For each tile, if use_superres is equal to 0 and RightMostTile is equal to 0, then TileWidth is greater than or equal to 64

For each tile, if use_superres is equal to 1 and RightMostTile is equal to 0, then TileWidth is greater than or equal to 128

TileWidth * TileHeight is less than or equal to 4096 * 2304 for each tile

FrameWidth is greater than or equal to 16

FrameHeight is greater than or equal to 16

CroppedTileWidth is greater than or equal to 8 for each tile

CroppedTileHeight is greater than or equal to 8 for each tile

MaxTileSizeInLumaSamples * NumFrameHeadersSec * TemporalParallelDen/TemporalParallelNum is less than or equal to 588,251,136 (where this number is the decode luma sample rate of 4096x2176 * 60fps * 1.1)
Note: The purpose of this constraint is to ensure that for decode luma sample rates above 4K60 there is sufficient parallelism for decoder implementations.
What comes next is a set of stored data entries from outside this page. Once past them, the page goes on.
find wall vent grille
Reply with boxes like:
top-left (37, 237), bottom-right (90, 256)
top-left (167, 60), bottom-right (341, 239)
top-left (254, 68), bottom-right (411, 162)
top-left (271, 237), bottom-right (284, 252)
Parallelism can be chosen by the encoder as either tile level parallelism or temporal layer parallelism or a combination provided the above constraint holds. The constraint has no effect on levels 5.1 and below.
If seq_level_idx is equal to 31 (indicating the maximum parameters level), then there are no levelbased constraints on the bitstream.
Note: The maximum parameters level should only be set for bitstreams that do not conform to any other level. Typically this would be used for large resolution still images.
The buffer model is used to define additional conformance requirements.
These requirements depend on the following level, tier, and profile dependent variables:

If seq_tier is equal to 0, MaxBitrate is equal to MainMbps multiplied by 1,000,000

Otherwise (seq_tier is equal to 1), MaxBitrate is equal to HighMbps multiplied by 1,000,000

MaxBufferSize is equal to MaxBitrate multiplied by 1 second

If seq_profile is equal to 0, BitrateProfileFactor is equal to 1.0

If seq_profile is equal to 1, BitrateProfileFactor is equal to 2.0

If seq_profile is equal to 2, BitrateProfileFactor is equal to 3.0
Decoder Conformance
A level X.Y compliant decoder must be able to decode all bitstreams (that can be decoded by the general decoding process) that conform to that level.
When doing that, the decoder must be able to display output frames according to the display schedule if such is indicated by the bitstream.
Note: If the level of a bitstream is equal to 31 (indicating the maximum parameters level), the decoder should examine the properties of the bitstream and decide whether to decode it or not. There is no assurance that all pictures will be decoded. A decoder would typically decode pictures up to a certain maximum uncompressed picture size (or maximum compressed picture size or maximum width or maximum tile size) that the decoder maker considers sufficiently extreme for their use case, and not decode anything bigger than that.
A level X.Y compliant decoder should be able to decode tile list OBUs (via the large scale tile decoding process) at a rate of 180 tile list OBUs per second subject to the following leveldependent constraints:

UpscaledWidth * FrameHeight is less than or equal to MaxPicSize

UpscaledWidth is less than or equal to MaxHSize

FrameHeight is less than or equal to MaxVSize

TileWidth * TileHeight * ( tile_count_minus_1 + 1 ) * 180 is less than or equal to ( MaxDecodeRate / 2 )

For each tile list OBU, BytesPerTileList * 8 * 180 is less than or equal to MaxBitrate
Where BytesPerTileList is defined as the sum of (coded_tile_data_size_minus_1 + 1) for each tile list entry in the tile list OBU.